Zig is pre-1.0 ◆ This is the biggest practical concern. A workflow engine is infrastructure software. Infrastructure values stability, ecosystem, and backwards compatibility more than language elegance. Starting an engine on a pre-1.0 language means accepting that every release may break the build. . It will break my code between releases. The ecosystem is tiny compared to anything in the workflow space. If the engine needs a feature that Nextflow already has, the gap is not weeks of work. It is the accumulated years of edge cases that existing engines have already absorbed.
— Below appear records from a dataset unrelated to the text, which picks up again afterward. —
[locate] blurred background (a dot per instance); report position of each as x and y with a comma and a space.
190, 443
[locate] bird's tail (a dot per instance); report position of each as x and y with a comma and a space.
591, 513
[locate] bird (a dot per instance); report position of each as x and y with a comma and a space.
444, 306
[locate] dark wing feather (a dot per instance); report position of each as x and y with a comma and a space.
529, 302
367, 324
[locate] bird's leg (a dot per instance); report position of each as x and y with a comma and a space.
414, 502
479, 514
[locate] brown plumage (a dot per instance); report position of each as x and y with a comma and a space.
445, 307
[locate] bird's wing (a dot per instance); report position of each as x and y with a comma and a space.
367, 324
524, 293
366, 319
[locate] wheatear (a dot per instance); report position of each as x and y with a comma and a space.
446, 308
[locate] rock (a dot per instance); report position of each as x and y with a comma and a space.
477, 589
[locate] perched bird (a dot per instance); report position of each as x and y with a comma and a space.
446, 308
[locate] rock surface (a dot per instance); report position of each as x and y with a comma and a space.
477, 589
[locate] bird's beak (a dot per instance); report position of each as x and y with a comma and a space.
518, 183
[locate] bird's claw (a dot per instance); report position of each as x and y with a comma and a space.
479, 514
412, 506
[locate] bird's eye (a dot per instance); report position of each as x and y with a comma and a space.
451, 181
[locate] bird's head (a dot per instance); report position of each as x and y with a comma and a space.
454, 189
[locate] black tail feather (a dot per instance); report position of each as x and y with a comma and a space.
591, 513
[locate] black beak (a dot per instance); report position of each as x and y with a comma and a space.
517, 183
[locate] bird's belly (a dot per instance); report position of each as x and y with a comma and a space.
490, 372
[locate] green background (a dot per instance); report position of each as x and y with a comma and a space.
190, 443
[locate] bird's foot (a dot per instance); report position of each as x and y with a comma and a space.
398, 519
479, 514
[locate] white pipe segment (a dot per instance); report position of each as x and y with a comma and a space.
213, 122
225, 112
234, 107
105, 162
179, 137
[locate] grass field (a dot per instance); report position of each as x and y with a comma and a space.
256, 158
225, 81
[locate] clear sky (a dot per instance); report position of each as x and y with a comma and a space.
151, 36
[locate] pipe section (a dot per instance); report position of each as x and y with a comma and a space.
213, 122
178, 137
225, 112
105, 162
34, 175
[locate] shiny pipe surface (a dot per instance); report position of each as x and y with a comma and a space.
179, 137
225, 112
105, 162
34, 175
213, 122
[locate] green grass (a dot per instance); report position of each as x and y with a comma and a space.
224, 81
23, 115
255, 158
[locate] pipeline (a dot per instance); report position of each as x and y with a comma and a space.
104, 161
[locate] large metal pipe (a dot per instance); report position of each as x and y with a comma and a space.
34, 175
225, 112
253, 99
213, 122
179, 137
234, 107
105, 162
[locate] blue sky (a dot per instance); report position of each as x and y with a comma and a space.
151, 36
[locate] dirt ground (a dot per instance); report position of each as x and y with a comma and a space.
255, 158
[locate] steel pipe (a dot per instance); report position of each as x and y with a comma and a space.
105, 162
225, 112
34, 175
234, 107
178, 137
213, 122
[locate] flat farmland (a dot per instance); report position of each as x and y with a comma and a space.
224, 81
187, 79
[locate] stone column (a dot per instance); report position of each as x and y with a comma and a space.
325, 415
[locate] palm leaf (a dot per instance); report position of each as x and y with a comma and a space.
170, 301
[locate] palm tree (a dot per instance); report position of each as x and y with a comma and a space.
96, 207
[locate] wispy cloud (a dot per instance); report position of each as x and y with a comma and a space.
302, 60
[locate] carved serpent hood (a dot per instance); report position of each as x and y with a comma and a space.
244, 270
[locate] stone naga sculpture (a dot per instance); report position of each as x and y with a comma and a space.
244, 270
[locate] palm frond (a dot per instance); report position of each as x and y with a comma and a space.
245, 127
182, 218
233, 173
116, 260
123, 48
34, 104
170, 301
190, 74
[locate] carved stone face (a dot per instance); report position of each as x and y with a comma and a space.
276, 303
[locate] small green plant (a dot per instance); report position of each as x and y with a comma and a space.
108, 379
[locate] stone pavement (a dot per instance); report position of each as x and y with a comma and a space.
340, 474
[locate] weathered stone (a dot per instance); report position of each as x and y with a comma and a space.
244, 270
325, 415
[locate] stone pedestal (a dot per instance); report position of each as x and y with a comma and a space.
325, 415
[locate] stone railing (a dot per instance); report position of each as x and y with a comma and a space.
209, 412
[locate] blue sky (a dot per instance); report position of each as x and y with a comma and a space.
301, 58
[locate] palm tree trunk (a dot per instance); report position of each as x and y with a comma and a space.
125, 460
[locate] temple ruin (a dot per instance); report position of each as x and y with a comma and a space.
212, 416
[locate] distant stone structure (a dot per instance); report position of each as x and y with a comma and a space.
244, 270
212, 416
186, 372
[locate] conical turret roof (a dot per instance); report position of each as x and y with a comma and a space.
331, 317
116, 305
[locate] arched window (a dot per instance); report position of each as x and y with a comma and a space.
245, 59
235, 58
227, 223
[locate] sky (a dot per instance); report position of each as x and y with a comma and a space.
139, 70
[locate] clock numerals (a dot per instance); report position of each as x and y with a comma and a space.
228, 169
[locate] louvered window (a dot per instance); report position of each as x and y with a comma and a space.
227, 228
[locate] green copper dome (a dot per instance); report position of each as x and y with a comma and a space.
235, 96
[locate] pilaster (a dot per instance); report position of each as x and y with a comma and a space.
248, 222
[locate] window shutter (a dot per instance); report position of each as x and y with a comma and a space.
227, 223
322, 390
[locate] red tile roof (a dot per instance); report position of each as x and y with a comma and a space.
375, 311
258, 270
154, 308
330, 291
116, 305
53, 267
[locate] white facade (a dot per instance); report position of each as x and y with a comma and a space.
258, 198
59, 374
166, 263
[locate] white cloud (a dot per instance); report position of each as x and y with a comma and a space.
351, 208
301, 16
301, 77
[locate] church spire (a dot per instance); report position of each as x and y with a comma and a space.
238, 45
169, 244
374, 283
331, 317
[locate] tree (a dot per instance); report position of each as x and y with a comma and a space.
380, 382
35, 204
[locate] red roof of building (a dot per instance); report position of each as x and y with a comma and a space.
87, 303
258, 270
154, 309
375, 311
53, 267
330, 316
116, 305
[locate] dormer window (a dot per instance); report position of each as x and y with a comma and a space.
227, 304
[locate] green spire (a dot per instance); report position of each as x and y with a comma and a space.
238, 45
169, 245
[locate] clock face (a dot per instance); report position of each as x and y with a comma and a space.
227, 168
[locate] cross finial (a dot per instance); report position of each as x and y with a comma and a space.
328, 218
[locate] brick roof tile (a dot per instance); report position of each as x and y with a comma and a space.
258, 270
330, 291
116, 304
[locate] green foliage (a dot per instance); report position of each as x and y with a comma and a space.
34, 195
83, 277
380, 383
I also have not settled the most basic question: should this be a new engine, or a library, or a set of Zig tools that slot into an existing engine? A library that generates Makefiles solves deployment without solving the DAG problem. A Zig plugin for Nextflow gives format awareness without the JVM, if that is even possible.
Where I land
Here is the honest version. A production workflow engine to replace Nextflow is probably a bad idea. The existing tools have absorbed too many edge cases. Even if I got the architecture right, the gap in real-world testing would take years to close.
But building a small one, not to ship but to understand? That is worth doing. The value is not the engine. It is the understanding of what makes workflow orchestration hard, what tradeoffs are real, and where current tools make choices that a domain-specific approach could avoid.
I will keep using Nextflow and Snakemake for production work. They work. They have communities. They ship reproducible pipelines that produce real results.
And I will probably build something small in this direction. Not to replace Nextflow. To understand the problem space well enough to know whether the idea has anything in it.